The fatigue crack propagation (FCP) behavior was mapped using the Paris law to compare the relative crack speeds at a given applied ΔK for each notch geometry and material formulation. Crack growth ahead of each notch was found to overlap with sharp crack data, further supporting the use of the Dowling approach in characterizing near-notch crack growth. This overlap in data implied that mechanisms of crack growth near the notch were similar to those further away from the notch (outside the “notch-affected zone”, as calculated for each notch radius using the Dowling approach). The congruency of all notch-emanating crack data also revealed microstructure-driven trends between each material cohort that have been noted in previous sharp crack studies. Highly crosslinked and remelted UHMWPE (RXLPE) was found to display the least resistance to FCP, while highly crosslinked and Vitamin E blended (VXLPE) formulations demonstrated a notable improvement. Virgin UHMWPE consistently demonstrated the best resistance to FCP. The reduction in FCP resistance seen in highly crosslinked materials was associated with reduced local plasticity in amorphous regions that otherwise serves to mitigate crack advance. Above-melt annealing (“remelting”) in RXLPE has been shown to minimize oxidation and subsequent embrittlement in vivo through free radical elimination, but can result in reduced percent crystallinity and lamellae quality that can further diminish FCP resistance. Blending Vitamin E similarly serves to reduce oxidation for VXLPE, but retains the crystalline quality and quantity of virgin UHMWPE. However, blended Vitamin E also diminishes crosslinking efficiency, thereby improving VXLPE’s resistance to FCP relative to RXLPE but with a tradeoff in optimal wear resistance.

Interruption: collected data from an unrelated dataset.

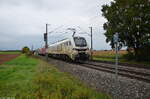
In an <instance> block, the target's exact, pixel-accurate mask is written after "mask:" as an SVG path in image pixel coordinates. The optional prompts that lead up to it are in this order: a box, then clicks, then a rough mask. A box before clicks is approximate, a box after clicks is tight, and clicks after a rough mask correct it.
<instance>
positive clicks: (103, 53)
mask: <svg viewBox="0 0 150 99" xmlns="http://www.w3.org/2000/svg"><path fill="white" fill-rule="evenodd" d="M125 54H127V51H125V50H122V51H119V52H118V58H119V62H120V63H129V64H144V65H150V62H137V61H129V60H127V59H125V58H124V55H125ZM115 55H116V54H115V51H94V52H93V56H94V57H93V59H94V60H100V61H110V62H115Z"/></svg>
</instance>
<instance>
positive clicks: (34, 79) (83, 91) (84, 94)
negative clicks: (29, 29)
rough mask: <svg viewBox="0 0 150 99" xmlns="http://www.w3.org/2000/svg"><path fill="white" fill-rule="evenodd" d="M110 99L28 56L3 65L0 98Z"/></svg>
mask: <svg viewBox="0 0 150 99" xmlns="http://www.w3.org/2000/svg"><path fill="white" fill-rule="evenodd" d="M1 97H12V98H15V99H110V97H109V96H108V95H106V94H104V93H98V92H96V91H95V90H93V89H91V88H88V87H87V86H86V85H83V84H82V83H81V82H79V81H77V80H76V79H75V78H74V77H72V76H71V75H69V74H67V73H63V72H60V71H59V70H58V69H56V68H55V66H53V65H50V64H47V63H46V62H44V61H42V60H39V59H35V58H31V57H29V56H26V55H20V56H19V57H17V58H15V59H13V60H11V61H8V62H5V63H3V64H1V65H0V98H1Z"/></svg>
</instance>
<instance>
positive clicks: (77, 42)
mask: <svg viewBox="0 0 150 99" xmlns="http://www.w3.org/2000/svg"><path fill="white" fill-rule="evenodd" d="M74 42H75V45H76V46H78V47H85V46H87V43H86V40H85V38H83V37H74Z"/></svg>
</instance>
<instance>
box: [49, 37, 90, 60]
mask: <svg viewBox="0 0 150 99" xmlns="http://www.w3.org/2000/svg"><path fill="white" fill-rule="evenodd" d="M47 51H48V54H49V56H53V57H57V58H63V59H64V60H68V59H71V60H73V61H79V60H82V61H85V60H89V57H90V51H89V47H88V44H87V42H86V39H85V38H84V37H79V36H78V37H71V38H67V39H63V40H61V41H59V42H56V43H54V44H52V45H49V47H48V50H47Z"/></svg>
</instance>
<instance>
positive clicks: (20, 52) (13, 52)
mask: <svg viewBox="0 0 150 99" xmlns="http://www.w3.org/2000/svg"><path fill="white" fill-rule="evenodd" d="M0 54H21V52H17V51H16V52H15V51H14V52H13V51H12V52H9V51H0Z"/></svg>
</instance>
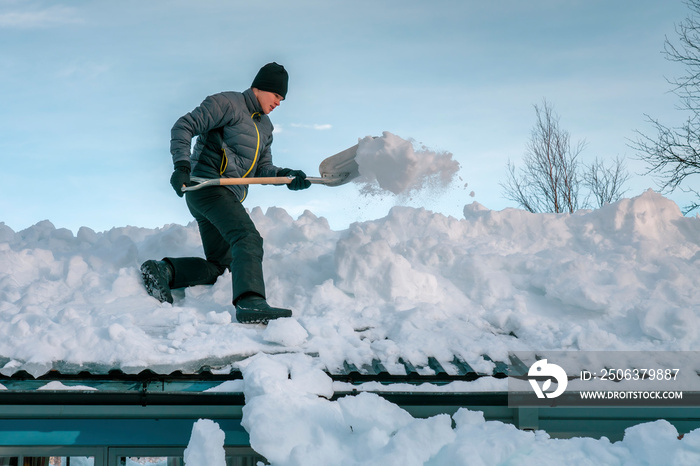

This study demonstrated that fatigue crack growth in UHMWPE primarily defers to microstructural influences, even when considering varying notch geometries within the vicinity of a crack. This work demonstrates that this methodology of investigating notch effects on crack behavior can be leveraged for polymeric materials, despite its primary origin from crystalline metals. Furthermore, by mimicking previous specimen types, sample dimensions and loading conditions, the methodology used in this work is easily translatable to orthopedic manufactures or research groups seeking to evaluate notch effects in novel UHMWPE formulations. Results shown here reveal that blunter notches do serve to mitigate catastrophic failure by reducing local driving forces (lower ΔK) within a larger notch-affected zone than sharp notches. However, this reduction may not offset the tradeoff in fatigue properties exhibited by highly crosslinked UHMWPE and a focus on optimizing the microstructure of this polymer may be more prudent for increasing its durability in vivo.